I’ve been meaning to mention this one for a few days now. Last Friday, Nicholas Kristof’s editorial in the Times, “Freedom’s in 2nd Place?” raised some questions that need to be raised right about now, especially given the growing disasters in Iraq and Afghanistan. Kristof and his wife, both from immigrant families, recently visited their ancestral homes, the former in Ukraine, the latter in China. For Kristof, the juxtaposition was remarkable.

Since 1989, when the Soviet Union opened fire on Communism and China opened fire on its citizens, China’s economy has tripled in size — and Ukraine’s has shrunk by half. Even in Russia, according to Izvestia, 40 percent of the people can’t afford toothpaste; in Karapchiv, many can’t afford toilet paper and make do with newspapers (which to me seems sacrilegious). Meanwhile, prospering China has become a global center for cosmetic surgery.

I was as outraged as anyone that Chinese troops massacred hundreds of protesters to destroy the Tiananmen democracy movement. But China’s long economic boom has cut child mortality rates so much since 1990 that an additional 195,000 children under the age of 5 survive each year. Does this mean that the Chinese are better off for having had their students shot? No, of course not. But it does mean that authoritarian orderliness is sometimes more conducive to economic growth than democratic chaos.

With another bombing today in Iraq, and with growing numbers of American casualties, those occasional soundbites from Iraqi civilians who claim that life was actually better under Saddam — that they at least had clean water and electricity under his dictatorship — are becoming louder and more difficult to ignore. Can Kristof’s conclusion about “authoritarian orderliness” and “democratic chaos” be applied to Iraq, despite the drastically different social, political, historical, religious, and economic conditions in Ukraine/China and the Middle East? I’m beginning to think, with great regret, that it can.

None of this should come as a big surprise, of course. Many of us who protested the war did so not because we are anti-American (insert witty Toby Keith quip here), but because we are students of history, because we are willing to learn from the British Empire’s and Soviet Union’s mistakes. The $64,000 question is: Given current conditions, what the hell do we do about it? Some are already arguing that we should admit defeat and cut our losses. I’m not so sure.

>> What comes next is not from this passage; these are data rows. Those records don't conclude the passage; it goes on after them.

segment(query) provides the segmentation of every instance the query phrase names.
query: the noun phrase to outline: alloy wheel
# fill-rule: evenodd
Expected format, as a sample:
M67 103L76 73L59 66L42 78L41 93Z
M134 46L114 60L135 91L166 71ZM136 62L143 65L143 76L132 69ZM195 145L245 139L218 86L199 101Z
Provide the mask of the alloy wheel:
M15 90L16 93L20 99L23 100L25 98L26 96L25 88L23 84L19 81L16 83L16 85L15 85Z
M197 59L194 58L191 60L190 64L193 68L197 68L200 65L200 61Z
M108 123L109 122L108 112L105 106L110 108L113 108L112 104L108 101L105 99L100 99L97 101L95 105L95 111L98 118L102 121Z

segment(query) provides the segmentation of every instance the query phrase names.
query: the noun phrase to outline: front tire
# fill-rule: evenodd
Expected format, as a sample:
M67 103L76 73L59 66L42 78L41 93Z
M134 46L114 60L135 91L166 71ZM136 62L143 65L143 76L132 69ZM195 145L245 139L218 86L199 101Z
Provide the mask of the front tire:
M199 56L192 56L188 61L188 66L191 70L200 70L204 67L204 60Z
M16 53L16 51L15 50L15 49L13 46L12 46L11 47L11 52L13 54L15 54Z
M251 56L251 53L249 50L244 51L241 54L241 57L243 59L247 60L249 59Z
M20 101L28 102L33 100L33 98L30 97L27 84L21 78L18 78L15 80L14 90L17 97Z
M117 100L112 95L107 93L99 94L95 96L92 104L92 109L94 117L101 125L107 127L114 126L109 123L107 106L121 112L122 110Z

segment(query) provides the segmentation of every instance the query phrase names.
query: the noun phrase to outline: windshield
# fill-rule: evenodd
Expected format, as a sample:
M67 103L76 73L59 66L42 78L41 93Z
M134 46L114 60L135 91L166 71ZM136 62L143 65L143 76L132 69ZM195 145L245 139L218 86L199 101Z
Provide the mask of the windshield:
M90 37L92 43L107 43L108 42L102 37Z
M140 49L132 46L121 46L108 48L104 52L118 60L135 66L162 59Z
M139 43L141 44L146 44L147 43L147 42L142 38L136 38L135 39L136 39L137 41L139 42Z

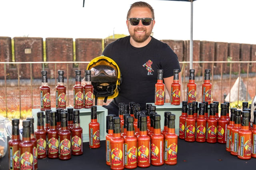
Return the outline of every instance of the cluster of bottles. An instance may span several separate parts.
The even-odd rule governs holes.
[[[156,112],[155,106],[147,104],[146,111],[141,111],[139,104],[134,102],[119,106],[119,117],[108,115],[106,164],[111,169],[177,164],[175,115],[164,113],[164,128],[161,131],[160,115]]]
[[[50,88],[48,86],[47,71],[41,71],[42,86],[40,90],[40,110],[45,111],[51,109]],[[81,70],[75,70],[76,84],[73,86],[74,108],[90,109],[93,104],[93,86],[91,81],[91,70],[85,70],[86,84],[83,86],[81,82]],[[64,85],[64,71],[58,71],[58,85],[55,88],[56,108],[66,108],[66,87]]]
[[[46,157],[70,159],[71,154],[83,154],[82,129],[80,127],[79,110],[37,113],[37,128],[34,131],[33,118],[22,121],[22,141],[20,139],[19,119],[12,120],[12,139],[9,141],[9,165],[11,170],[38,169],[38,159]]]

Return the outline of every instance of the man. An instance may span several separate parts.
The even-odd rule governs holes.
[[[154,102],[157,70],[163,69],[164,82],[170,96],[173,70],[180,70],[178,57],[170,47],[150,35],[155,25],[154,10],[142,2],[131,5],[127,16],[130,36],[109,44],[103,55],[117,64],[122,82],[118,96],[108,106],[108,114],[118,115],[118,104],[138,103],[142,110],[146,103]],[[181,82],[180,73],[180,82]]]

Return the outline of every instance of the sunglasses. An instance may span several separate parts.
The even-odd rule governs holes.
[[[132,25],[138,25],[140,23],[140,20],[141,20],[142,24],[145,26],[148,26],[150,25],[151,21],[153,21],[153,18],[131,18],[128,19],[128,21],[130,21]]]

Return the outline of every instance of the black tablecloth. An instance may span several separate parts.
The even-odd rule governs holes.
[[[72,156],[67,160],[46,158],[38,160],[39,170],[110,169],[106,164],[106,141],[100,141],[100,147],[90,149],[88,142],[83,143],[84,154]],[[178,163],[175,165],[151,165],[147,170],[240,170],[255,169],[256,158],[242,160],[226,151],[226,145],[218,143],[190,143],[178,140]],[[8,170],[8,154],[0,159],[0,170]],[[136,169],[144,169],[138,167]],[[188,170],[188,169],[187,169]]]

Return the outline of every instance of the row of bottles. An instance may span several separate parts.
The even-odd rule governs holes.
[[[40,110],[45,111],[51,109],[50,88],[48,86],[47,71],[41,71],[42,79],[40,90]],[[93,86],[91,81],[91,71],[85,71],[86,84],[82,86],[81,70],[75,70],[76,83],[73,86],[74,108],[80,109],[89,109],[93,106]],[[66,108],[66,87],[64,85],[64,71],[58,71],[58,85],[55,87],[56,109]]]

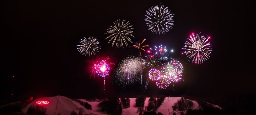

A dear friend of mine is now in parts unknown, doing the type of work that must be done if this war ever really will lead to greater peace and safety in the world. This is the last note I received from him:

I consider it a privilege to be able to serve the people of Iraq. Please pray that they will find true shalom in the coming months and years.

Quite an antidote to the cynicism, eh? Here’s what I want to see. I want President Bush to stand before a nationally televised audience, and I want him to commit a trillion (with a T) dollars to Iraq’s economic recovery. Oh yeah, and he should tell those military families who stood united behind him in February and March that their sons and daughters, mothers and fathers will be serving mandatory one-year deployments, because that is what it will take to do the right thing here. Then, I want him to humbly seek the guidance of the United Nations, and I want him to hand over administrative authority to a multilateral coalition. And then I want Bush and Congress to pay for the whole damn thing with a radically progressive tax restructuring. Because, you know what? War is costly, peace will cost a helluva lot more, and America is the only country capable of footing the bill.

Will it happen? Nope. None of it. But it’s the only thing resembling a solution that I can come up with.